Sure enough, deleting that parameter just from the spec for DeleteSAMLProvider fixes the issue. Now we know exactly where the issue is! Let’s see if I can find other places to compare it to.

Specifically it’s in the post version of that endpoint, and this is the block that I remove to fix it:

- name: SAMLProviderArn
  in: formData
  required: true
  description: '<p>The Amazon Resource Name (ARN). ARNs are unique identifiers for AWS resources.</p> <p>For more information about ARNs, go to <a href="https://docs.aws.amazon.com/general/latest/gr/aws-arns-and-namespaces.html">Amazon Resource Names (ARNs) and AWS Service Namespaces</a> in the <i>AWS General Reference</i>. </p>'
  type: string
  minLength: 20
  maxLength: 2048

Unfortunately, this field shows up in other endpoints that don’t cause any errors, so there’s some strange interaction going on here in this endpoint specifically that isn’t just about how this field is structured. The error even goes away when I rename this field, which tells me something.

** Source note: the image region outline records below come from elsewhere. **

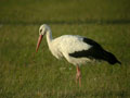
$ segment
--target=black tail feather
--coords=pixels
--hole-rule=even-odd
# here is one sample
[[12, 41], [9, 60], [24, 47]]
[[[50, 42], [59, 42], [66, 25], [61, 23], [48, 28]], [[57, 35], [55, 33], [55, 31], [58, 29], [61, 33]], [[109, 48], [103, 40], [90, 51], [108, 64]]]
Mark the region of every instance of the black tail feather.
[[107, 51], [104, 51], [103, 59], [107, 61], [109, 64], [115, 64], [115, 63], [121, 64], [121, 62], [118, 61], [117, 58], [113, 53], [107, 52]]

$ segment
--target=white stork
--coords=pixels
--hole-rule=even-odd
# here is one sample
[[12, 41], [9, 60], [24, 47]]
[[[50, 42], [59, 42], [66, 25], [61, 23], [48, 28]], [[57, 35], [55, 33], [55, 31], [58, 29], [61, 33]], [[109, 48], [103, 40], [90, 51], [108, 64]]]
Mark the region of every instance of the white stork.
[[104, 50], [92, 39], [78, 35], [63, 35], [53, 39], [51, 28], [47, 24], [41, 25], [39, 28], [36, 51], [38, 51], [44, 35], [47, 36], [49, 49], [55, 58], [60, 59], [64, 57], [69, 63], [76, 65], [76, 83], [79, 82], [79, 86], [81, 86], [81, 73], [79, 69], [81, 64], [95, 60], [104, 60], [109, 64], [121, 64], [113, 53]]

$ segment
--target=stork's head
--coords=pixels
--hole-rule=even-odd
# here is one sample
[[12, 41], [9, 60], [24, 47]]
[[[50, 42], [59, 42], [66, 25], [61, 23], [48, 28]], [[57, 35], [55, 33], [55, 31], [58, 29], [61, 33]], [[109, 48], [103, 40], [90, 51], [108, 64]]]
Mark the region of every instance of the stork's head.
[[39, 35], [46, 35], [48, 30], [50, 30], [50, 27], [47, 24], [43, 24], [39, 28]]
[[37, 48], [36, 48], [36, 52], [38, 51], [38, 48], [40, 46], [40, 42], [43, 38], [43, 36], [50, 30], [50, 27], [47, 24], [43, 24], [40, 26], [39, 28], [39, 38], [38, 38], [38, 42], [37, 42]]

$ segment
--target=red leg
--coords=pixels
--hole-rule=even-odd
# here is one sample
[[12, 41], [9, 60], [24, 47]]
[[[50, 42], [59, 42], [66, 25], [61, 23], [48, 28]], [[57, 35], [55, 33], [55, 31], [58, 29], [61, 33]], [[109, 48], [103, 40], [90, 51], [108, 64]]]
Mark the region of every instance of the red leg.
[[79, 66], [77, 65], [76, 83], [78, 83], [78, 81], [79, 81], [79, 86], [81, 86], [81, 73]]

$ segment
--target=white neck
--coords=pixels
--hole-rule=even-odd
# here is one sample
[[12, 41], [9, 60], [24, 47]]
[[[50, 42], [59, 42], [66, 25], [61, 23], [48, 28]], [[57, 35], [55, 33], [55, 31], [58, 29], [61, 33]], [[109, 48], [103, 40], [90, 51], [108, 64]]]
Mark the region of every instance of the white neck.
[[52, 38], [52, 32], [51, 32], [51, 29], [49, 29], [49, 30], [47, 32], [47, 41], [48, 41], [49, 48], [51, 47], [52, 40], [53, 40], [53, 38]]

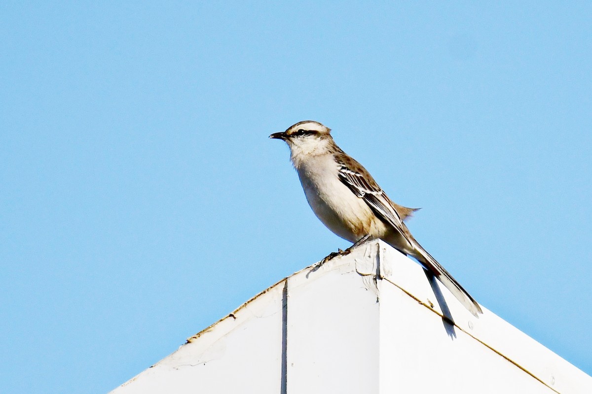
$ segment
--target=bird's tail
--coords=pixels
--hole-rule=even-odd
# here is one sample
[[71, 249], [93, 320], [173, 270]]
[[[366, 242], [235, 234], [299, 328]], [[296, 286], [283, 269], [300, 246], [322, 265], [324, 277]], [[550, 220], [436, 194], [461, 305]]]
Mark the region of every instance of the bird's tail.
[[422, 245], [419, 245], [419, 243], [415, 239], [411, 239], [411, 243], [413, 244], [413, 249], [417, 251], [417, 254], [414, 253], [412, 255], [413, 257], [417, 259], [420, 262], [423, 264], [426, 268], [427, 268], [432, 273], [434, 274], [438, 280], [443, 285], [446, 286], [450, 292], [454, 295], [458, 301], [461, 301], [461, 303], [465, 306], [466, 309], [469, 310], [471, 313], [472, 313], [475, 317], [479, 317], [478, 314], [483, 313], [483, 311], [481, 310], [481, 307], [477, 304], [477, 302], [473, 299], [471, 295], [462, 288], [460, 284], [456, 282], [456, 280], [452, 278], [452, 275], [448, 273], [446, 269], [444, 269], [440, 263], [436, 261], [436, 259], [432, 257], [430, 253], [427, 253], [426, 249], [422, 247]]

Now that I know it goes away when I rename those fields I’m going to try a bunch of things involving renaming, for example renaming every SAMLProviderArn instance to SAMLProviderArnTest to see if I get an error. I do. Now I can try different subsets to see which combination of fields is necessary to cause the error.

It turns out if DeleteSAMLProvider and GetSAMLProvider have parameters with the same name, it fails, but if one of them has a different name, it passes.

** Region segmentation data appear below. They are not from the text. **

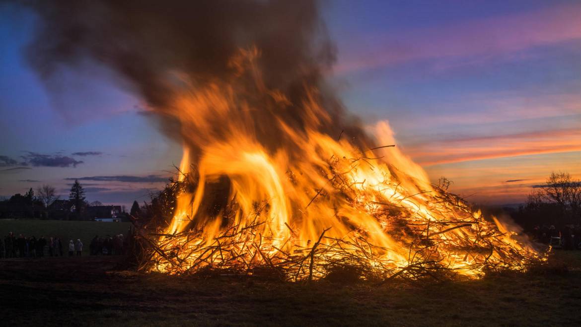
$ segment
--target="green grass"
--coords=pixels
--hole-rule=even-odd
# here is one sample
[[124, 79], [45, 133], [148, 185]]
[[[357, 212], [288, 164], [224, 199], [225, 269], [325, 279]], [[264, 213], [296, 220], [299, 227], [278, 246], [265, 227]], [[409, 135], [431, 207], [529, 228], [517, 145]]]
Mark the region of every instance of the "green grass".
[[[83, 242], [84, 254], [89, 254], [89, 245], [95, 235], [99, 237], [127, 233], [130, 222], [103, 222], [99, 221], [78, 221], [65, 220], [0, 220], [0, 236], [3, 239], [10, 232], [16, 237], [19, 234], [25, 236], [44, 236], [47, 241], [51, 237], [60, 238], [63, 251], [67, 251], [69, 240], [80, 239]], [[45, 254], [46, 255], [47, 254]]]

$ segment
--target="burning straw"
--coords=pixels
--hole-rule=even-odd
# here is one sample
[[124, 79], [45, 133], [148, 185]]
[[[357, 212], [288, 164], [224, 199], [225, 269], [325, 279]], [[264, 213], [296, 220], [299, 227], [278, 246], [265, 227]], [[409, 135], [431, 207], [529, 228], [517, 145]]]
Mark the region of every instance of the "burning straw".
[[[364, 159], [349, 161], [354, 167], [360, 160]], [[371, 161], [368, 159], [364, 164], [372, 166]], [[155, 217], [139, 232], [145, 248], [139, 268], [176, 275], [209, 271], [228, 275], [266, 274], [292, 281], [325, 277], [413, 281], [426, 277], [478, 278], [486, 271], [502, 269], [524, 271], [529, 264], [540, 258], [496, 218], [486, 220], [462, 199], [440, 186], [432, 185], [429, 191], [389, 200], [362, 200], [365, 192], [356, 186], [357, 182], [347, 181], [349, 173], [340, 173], [339, 162], [332, 158], [327, 163], [332, 172], [328, 184], [334, 194], [322, 188], [318, 190], [305, 210], [326, 197], [344, 197], [383, 227], [383, 232], [395, 240], [392, 246], [373, 244], [370, 231], [355, 225], [342, 237], [329, 236], [333, 227], [329, 226], [320, 231], [318, 238], [306, 240], [306, 246], [302, 246], [300, 241], [304, 240], [300, 239], [300, 231], [285, 222], [288, 236], [277, 240], [275, 235], [263, 233], [265, 229], [261, 227], [272, 224], [268, 218], [268, 202], [254, 203], [254, 211], [241, 222], [235, 223], [236, 215], [243, 214], [235, 200], [221, 212], [220, 226], [209, 228], [210, 232], [205, 224], [168, 233], [171, 222], [164, 219], [167, 217]], [[199, 181], [193, 178], [195, 175], [185, 174], [172, 181], [165, 194], [158, 197], [167, 201], [162, 206], [175, 205], [168, 194], [179, 195], [195, 189]], [[401, 186], [383, 184], [382, 187], [386, 188]], [[406, 200], [420, 195], [426, 199], [422, 203], [427, 208], [410, 207]], [[431, 213], [429, 219], [418, 214], [426, 209]], [[187, 214], [180, 219], [191, 222], [194, 218]], [[395, 256], [399, 260], [394, 260], [390, 253], [399, 254]]]

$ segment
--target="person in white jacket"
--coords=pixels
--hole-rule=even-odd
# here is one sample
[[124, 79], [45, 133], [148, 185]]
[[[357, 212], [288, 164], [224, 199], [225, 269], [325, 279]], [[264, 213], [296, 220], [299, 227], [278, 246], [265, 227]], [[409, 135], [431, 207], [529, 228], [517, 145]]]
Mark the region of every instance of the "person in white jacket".
[[69, 256], [70, 257], [74, 254], [74, 244], [73, 240], [69, 241]]
[[80, 239], [77, 239], [77, 242], [74, 244], [74, 250], [77, 251], [77, 255], [80, 257], [81, 253], [83, 252], [83, 242]]

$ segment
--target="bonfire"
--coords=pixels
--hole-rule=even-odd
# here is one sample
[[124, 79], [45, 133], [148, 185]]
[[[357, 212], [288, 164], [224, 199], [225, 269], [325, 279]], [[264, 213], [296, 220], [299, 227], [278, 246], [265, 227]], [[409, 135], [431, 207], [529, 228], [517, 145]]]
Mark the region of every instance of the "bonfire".
[[[417, 280], [525, 270], [540, 258], [445, 180], [431, 184], [387, 122], [333, 135], [337, 112], [317, 87], [295, 85], [297, 100], [266, 87], [260, 55], [241, 51], [228, 78], [204, 85], [175, 76], [180, 91], [157, 113], [180, 122], [184, 154], [159, 198], [171, 207], [139, 232], [140, 269]], [[349, 119], [341, 125], [357, 125]]]

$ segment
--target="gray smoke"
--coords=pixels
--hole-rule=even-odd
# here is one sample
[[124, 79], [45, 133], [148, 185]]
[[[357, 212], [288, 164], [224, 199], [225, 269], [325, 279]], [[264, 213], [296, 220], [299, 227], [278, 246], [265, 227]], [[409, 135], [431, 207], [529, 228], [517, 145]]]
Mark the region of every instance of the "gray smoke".
[[[346, 119], [321, 72], [335, 60], [335, 50], [312, 0], [77, 0], [29, 1], [41, 17], [27, 59], [49, 81], [62, 65], [80, 67], [87, 58], [116, 71], [128, 88], [157, 110], [162, 126], [176, 138], [180, 123], [163, 115], [174, 96], [167, 72], [180, 71], [203, 85], [232, 76], [229, 60], [239, 49], [256, 46], [265, 86], [281, 90], [291, 105], [253, 113], [257, 138], [267, 148], [283, 137], [277, 118], [304, 128], [299, 105], [305, 86], [320, 90], [320, 102], [332, 117], [320, 131], [342, 131], [363, 142], [356, 119]], [[256, 102], [256, 99], [249, 99]], [[348, 123], [346, 121], [349, 121]], [[273, 140], [278, 140], [274, 141]]]

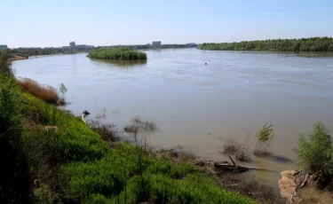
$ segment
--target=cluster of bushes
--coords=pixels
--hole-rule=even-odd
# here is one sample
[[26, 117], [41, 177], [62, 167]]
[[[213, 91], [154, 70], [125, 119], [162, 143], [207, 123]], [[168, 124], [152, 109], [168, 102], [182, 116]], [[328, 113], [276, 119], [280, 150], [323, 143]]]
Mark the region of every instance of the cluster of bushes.
[[[91, 49], [88, 49], [91, 50]], [[75, 51], [64, 49], [64, 48], [15, 48], [7, 49], [6, 52], [10, 57], [14, 57], [15, 55], [21, 56], [23, 58], [28, 58], [31, 56], [39, 55], [52, 55], [52, 54], [70, 54], [78, 51], [87, 51], [87, 49], [75, 48]]]
[[242, 41], [240, 43], [202, 43], [202, 50], [218, 51], [333, 51], [332, 37]]
[[1, 203], [254, 203], [189, 164], [123, 142], [110, 148], [112, 135], [23, 92], [11, 75], [0, 82]]
[[107, 48], [91, 51], [88, 54], [88, 58], [103, 59], [135, 60], [147, 59], [147, 55], [145, 52], [135, 51], [131, 48]]

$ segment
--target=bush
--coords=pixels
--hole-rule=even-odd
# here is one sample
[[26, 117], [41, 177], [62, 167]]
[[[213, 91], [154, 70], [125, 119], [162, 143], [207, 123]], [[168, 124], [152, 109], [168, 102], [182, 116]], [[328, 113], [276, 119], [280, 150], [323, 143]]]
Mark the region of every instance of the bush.
[[28, 202], [28, 168], [21, 150], [21, 115], [11, 80], [0, 73], [0, 203]]
[[258, 142], [253, 153], [257, 156], [266, 154], [267, 152], [266, 148], [269, 145], [274, 137], [274, 133], [273, 133], [273, 125], [266, 123], [257, 134]]
[[17, 80], [17, 82], [22, 90], [47, 103], [55, 105], [63, 105], [65, 103], [58, 95], [57, 90], [53, 87], [41, 85], [37, 82], [28, 78]]
[[0, 73], [4, 75], [12, 75], [12, 70], [11, 69], [10, 63], [7, 60], [5, 51], [0, 51]]
[[145, 52], [138, 51], [131, 48], [107, 48], [92, 50], [88, 58], [103, 59], [137, 60], [147, 59]]
[[299, 136], [294, 151], [299, 167], [305, 173], [333, 175], [332, 137], [321, 122], [313, 125], [308, 139], [304, 135]]

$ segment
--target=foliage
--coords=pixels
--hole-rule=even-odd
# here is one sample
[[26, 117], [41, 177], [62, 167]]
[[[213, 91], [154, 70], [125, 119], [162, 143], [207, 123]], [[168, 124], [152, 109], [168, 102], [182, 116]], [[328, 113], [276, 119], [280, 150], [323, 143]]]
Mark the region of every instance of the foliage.
[[332, 37], [242, 41], [240, 43], [202, 43], [202, 50], [219, 51], [333, 51]]
[[62, 96], [64, 96], [66, 94], [66, 92], [67, 91], [67, 88], [65, 86], [65, 84], [63, 82], [61, 82], [59, 90], [60, 90], [60, 93], [62, 94]]
[[145, 52], [138, 51], [130, 48], [107, 48], [92, 50], [88, 58], [103, 59], [147, 59]]
[[[28, 196], [39, 203], [253, 203], [189, 164], [149, 155], [144, 145], [116, 142], [111, 149], [79, 118], [22, 91], [4, 75], [0, 191], [6, 197], [1, 203], [28, 203]], [[137, 144], [146, 144], [139, 138], [155, 129], [154, 123], [134, 124]]]
[[19, 79], [17, 82], [25, 91], [42, 98], [47, 103], [57, 105], [60, 101], [60, 97], [53, 87], [41, 85], [28, 78]]
[[6, 52], [0, 51], [0, 73], [3, 75], [12, 75], [12, 70], [11, 69], [10, 63], [7, 60]]
[[20, 141], [20, 106], [14, 85], [7, 74], [0, 73], [0, 203], [29, 202], [28, 169]]
[[254, 151], [254, 154], [260, 156], [266, 153], [266, 148], [269, 145], [271, 140], [274, 137], [273, 133], [273, 125], [266, 123], [257, 134], [257, 145]]
[[36, 188], [34, 193], [34, 203], [52, 204], [53, 197], [50, 188], [47, 185], [42, 185]]
[[294, 151], [298, 165], [305, 172], [333, 175], [332, 137], [321, 122], [313, 125], [308, 138], [304, 135], [299, 136]]

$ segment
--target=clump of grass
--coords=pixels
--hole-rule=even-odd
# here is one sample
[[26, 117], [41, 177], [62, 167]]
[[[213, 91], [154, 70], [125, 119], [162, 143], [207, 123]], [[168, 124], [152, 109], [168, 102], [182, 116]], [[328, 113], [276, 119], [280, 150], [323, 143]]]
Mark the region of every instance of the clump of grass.
[[65, 105], [65, 100], [59, 96], [57, 90], [53, 87], [39, 84], [29, 78], [18, 79], [17, 82], [22, 90], [49, 104]]
[[273, 137], [274, 137], [273, 125], [268, 125], [268, 123], [266, 123], [257, 134], [258, 141], [253, 154], [256, 156], [266, 155], [268, 153], [266, 148], [269, 146]]
[[88, 58], [116, 60], [147, 60], [147, 55], [145, 52], [131, 48], [107, 48], [92, 50], [89, 52]]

Now I’m starting to remember the error code itself, UNKNOWN_BASE_TYPE. “Base Type” is the operative phrase. I thought that was something involving a missing type for something, but maybe it’s actually trying to say that there’s some parent type that these types should be inheriting from, but something about this spec is screwing that up.

Now that I know what I’m looking for, it was a little easier to find this issue. It looks like an example where the ruby generator was doing the same thing, or at least something similar. The generator is trying to generate a class from something it shouldn’t.

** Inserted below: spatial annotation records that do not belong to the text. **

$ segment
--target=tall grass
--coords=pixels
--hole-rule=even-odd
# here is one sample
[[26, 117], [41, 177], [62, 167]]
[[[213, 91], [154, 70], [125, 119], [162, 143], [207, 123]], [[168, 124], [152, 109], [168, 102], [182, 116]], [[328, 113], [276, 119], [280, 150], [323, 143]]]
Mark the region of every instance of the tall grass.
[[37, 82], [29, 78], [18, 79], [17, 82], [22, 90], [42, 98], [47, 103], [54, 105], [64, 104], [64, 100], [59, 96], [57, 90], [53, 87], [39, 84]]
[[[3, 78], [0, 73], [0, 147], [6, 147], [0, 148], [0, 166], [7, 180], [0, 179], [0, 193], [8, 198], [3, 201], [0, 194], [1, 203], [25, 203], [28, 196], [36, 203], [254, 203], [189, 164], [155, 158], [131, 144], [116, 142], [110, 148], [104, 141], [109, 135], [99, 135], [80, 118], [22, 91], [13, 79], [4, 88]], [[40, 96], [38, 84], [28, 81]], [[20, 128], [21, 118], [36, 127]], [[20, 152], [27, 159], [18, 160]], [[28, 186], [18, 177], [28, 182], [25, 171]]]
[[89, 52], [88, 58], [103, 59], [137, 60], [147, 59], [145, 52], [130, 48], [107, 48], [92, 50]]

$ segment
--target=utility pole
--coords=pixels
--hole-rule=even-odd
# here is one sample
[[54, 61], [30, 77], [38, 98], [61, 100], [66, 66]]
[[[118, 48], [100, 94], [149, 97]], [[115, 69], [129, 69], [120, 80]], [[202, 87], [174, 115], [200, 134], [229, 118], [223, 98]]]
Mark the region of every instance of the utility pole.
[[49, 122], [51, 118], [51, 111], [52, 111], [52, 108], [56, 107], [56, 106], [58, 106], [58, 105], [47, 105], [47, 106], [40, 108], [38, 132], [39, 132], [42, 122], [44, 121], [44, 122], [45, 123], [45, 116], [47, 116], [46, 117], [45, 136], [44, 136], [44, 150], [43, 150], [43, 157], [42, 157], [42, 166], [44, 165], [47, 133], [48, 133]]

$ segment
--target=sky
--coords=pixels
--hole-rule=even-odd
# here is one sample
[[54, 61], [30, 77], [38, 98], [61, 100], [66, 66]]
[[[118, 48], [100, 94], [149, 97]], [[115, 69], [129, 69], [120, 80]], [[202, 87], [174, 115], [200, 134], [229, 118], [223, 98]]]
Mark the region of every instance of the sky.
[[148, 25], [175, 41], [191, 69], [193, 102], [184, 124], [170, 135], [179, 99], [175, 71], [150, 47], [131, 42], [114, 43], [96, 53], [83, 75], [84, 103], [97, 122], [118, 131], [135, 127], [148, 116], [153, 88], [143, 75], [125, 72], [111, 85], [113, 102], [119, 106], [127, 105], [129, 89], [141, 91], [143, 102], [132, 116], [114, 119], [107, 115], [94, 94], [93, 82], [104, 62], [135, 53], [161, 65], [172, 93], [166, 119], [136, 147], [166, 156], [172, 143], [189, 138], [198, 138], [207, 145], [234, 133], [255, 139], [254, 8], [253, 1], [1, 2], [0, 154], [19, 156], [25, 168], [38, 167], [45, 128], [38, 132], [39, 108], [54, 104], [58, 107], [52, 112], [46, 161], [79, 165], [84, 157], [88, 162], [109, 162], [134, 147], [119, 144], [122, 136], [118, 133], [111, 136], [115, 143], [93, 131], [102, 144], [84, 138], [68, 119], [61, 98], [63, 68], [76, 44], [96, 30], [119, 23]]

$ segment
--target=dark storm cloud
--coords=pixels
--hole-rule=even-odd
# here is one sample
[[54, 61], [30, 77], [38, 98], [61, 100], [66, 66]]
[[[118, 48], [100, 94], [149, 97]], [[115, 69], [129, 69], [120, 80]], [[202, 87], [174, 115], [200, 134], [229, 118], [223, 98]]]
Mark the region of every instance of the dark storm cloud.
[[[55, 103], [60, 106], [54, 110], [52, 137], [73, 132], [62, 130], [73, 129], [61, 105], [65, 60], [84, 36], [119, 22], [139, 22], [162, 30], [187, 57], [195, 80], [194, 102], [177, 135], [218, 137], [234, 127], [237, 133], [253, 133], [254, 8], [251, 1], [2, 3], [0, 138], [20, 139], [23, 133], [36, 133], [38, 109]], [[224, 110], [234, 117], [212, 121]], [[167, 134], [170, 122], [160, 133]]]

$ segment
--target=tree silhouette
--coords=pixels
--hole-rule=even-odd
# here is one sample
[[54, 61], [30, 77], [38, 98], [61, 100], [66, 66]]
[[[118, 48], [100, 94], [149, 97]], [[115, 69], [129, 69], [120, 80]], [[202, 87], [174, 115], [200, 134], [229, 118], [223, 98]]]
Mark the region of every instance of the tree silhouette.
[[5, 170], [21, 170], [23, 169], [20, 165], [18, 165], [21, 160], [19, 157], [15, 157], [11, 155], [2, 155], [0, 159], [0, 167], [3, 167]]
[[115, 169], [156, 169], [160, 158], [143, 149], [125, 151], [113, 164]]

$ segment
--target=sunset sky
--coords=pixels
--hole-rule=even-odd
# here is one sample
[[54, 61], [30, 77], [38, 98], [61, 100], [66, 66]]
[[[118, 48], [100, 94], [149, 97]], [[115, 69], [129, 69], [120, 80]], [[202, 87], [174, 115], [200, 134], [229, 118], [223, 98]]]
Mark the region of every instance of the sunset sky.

Combining the “base type” idea with that issue, I wonder what would happen if I changed other fields on those paths. Nothing changes. So there’s some class based generation happening, but only on that field. I still don’t understand why this is happening so I can’t fix it in the other fields that had this issue (or really, this one).

This did go away when I changed from formData, despite the fact that there was another identical parameter with a type of formData.

Next Time

All right, so I’m much closer now, but still not quite there. I at least have narrowed it down to which fields are failing, even though I still don’t quite understand why.

My theory is that the ruby issue I found is related somehow. I think that the generator is trying to turn something into a model or object, when it should just be a generic object, and that’s causing a conflict.

To figure this out, I’m going to have to keep hunting, and changing various things until I understand exactly what is breaking the spec. I’ll get to it eventually, even if I have to delete everything until I get to a minimum failing test case with just these two paths.